A la siguiente semana fueron los de la Nopalera y los de Las Barracas quienes se unieron a los protestantes. En las calles brotaban borbotones de aguas negras, los sanitarios estaban llenos de inmundicias, había ratas por dondequiera, hervía de cucarachas, el rumor de las moscas era estruendoso. El alcalde se negaba a pagar el rescate. Pidió refuerzos al ejército para buscar a los facinerosos que habían raptado a Cañedo. Catearon las casas de los sospechosos: del Mario Benson, de Benito Cañedo, del Pipi Zúñiga, de El Farero de Mulegé, intelectuales, artistas y periodistas. Los torturaron. Nada encontraron.

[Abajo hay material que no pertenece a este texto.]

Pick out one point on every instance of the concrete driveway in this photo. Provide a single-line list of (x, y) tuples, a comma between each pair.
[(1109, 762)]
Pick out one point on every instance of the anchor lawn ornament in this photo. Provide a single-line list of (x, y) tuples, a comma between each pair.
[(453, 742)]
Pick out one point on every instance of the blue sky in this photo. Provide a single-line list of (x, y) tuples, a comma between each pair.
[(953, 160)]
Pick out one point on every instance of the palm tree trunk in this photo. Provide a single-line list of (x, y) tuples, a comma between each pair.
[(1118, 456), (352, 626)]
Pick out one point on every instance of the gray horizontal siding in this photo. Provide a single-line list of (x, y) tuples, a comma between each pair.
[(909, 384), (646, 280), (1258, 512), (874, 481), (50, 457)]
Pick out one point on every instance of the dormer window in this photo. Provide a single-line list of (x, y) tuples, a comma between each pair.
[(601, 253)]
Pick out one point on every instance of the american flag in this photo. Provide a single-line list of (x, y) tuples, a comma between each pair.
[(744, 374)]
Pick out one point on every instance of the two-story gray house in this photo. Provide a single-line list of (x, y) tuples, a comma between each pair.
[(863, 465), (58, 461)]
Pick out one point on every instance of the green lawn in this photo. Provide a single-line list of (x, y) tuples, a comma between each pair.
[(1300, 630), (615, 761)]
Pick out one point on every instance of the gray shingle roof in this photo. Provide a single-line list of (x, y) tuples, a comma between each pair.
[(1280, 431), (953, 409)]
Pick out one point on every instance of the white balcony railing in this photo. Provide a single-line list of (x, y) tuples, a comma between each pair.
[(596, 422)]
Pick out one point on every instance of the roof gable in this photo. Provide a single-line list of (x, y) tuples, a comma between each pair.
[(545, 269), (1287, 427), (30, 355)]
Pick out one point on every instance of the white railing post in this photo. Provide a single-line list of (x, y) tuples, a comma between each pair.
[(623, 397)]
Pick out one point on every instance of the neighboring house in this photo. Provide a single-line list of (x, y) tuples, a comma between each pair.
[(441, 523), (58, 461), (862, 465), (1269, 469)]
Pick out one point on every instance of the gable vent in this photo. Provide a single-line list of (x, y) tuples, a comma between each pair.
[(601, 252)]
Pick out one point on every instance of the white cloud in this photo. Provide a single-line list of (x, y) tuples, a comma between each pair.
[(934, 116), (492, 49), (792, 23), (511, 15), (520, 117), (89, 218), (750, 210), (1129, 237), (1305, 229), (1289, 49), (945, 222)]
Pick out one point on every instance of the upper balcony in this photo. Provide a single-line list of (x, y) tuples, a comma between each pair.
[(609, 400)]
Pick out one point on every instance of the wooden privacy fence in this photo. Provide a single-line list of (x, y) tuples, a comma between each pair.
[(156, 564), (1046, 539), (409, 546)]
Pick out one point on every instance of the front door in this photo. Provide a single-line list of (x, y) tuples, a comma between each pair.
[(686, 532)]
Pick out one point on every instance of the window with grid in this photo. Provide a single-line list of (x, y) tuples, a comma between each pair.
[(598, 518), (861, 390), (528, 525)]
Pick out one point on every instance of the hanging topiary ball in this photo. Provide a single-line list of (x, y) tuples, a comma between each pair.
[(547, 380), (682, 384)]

Las cosas se pusieron peor. Tres semanas sin Cañedo, los derrames y fugas llegaron hasta Mesa Francia y ahora sí, el alcalde tenía a toda cachanía pidiendo que se pagara el rescate, que volviera Cañedo. Finalmente se hizo una mesa de negociaciones, una asamblea permanente, para ese tiempo, los efluvios llegaban hasta la Isla de San Marcos; los camiones no querían llegar a Santa Rosalía, los pasajeros pasaban de largo, tomaban aire en El Montado y volvían a respirar hasta la cuesta de Santa María; el ferry se negaba a atracar. El alcalde no sabía qué hacer, el pueblo le exigía solución y la única: “que vuelva Cañedo”, era la consigna.
Un mes sin Cañedo, la Liga 23 Septiembre amenazó con ultimar a Cañedo, entonces el alcalde accedió al rescate. Las negociaciones secretas con la Liga dieron fruto. El rescate se pagó, Cañedo apareció sano, salvo, en El Chacuca, con la pata bien puesta, blandiendo en la diestra una pacha de Cuervo añejo.
Poco a poco, las cosas volvieron a la normalidad, la gente, en agradecimiento le mandó construir a Cañedo, un obelisco a la entrada sur de Santa Rosalía.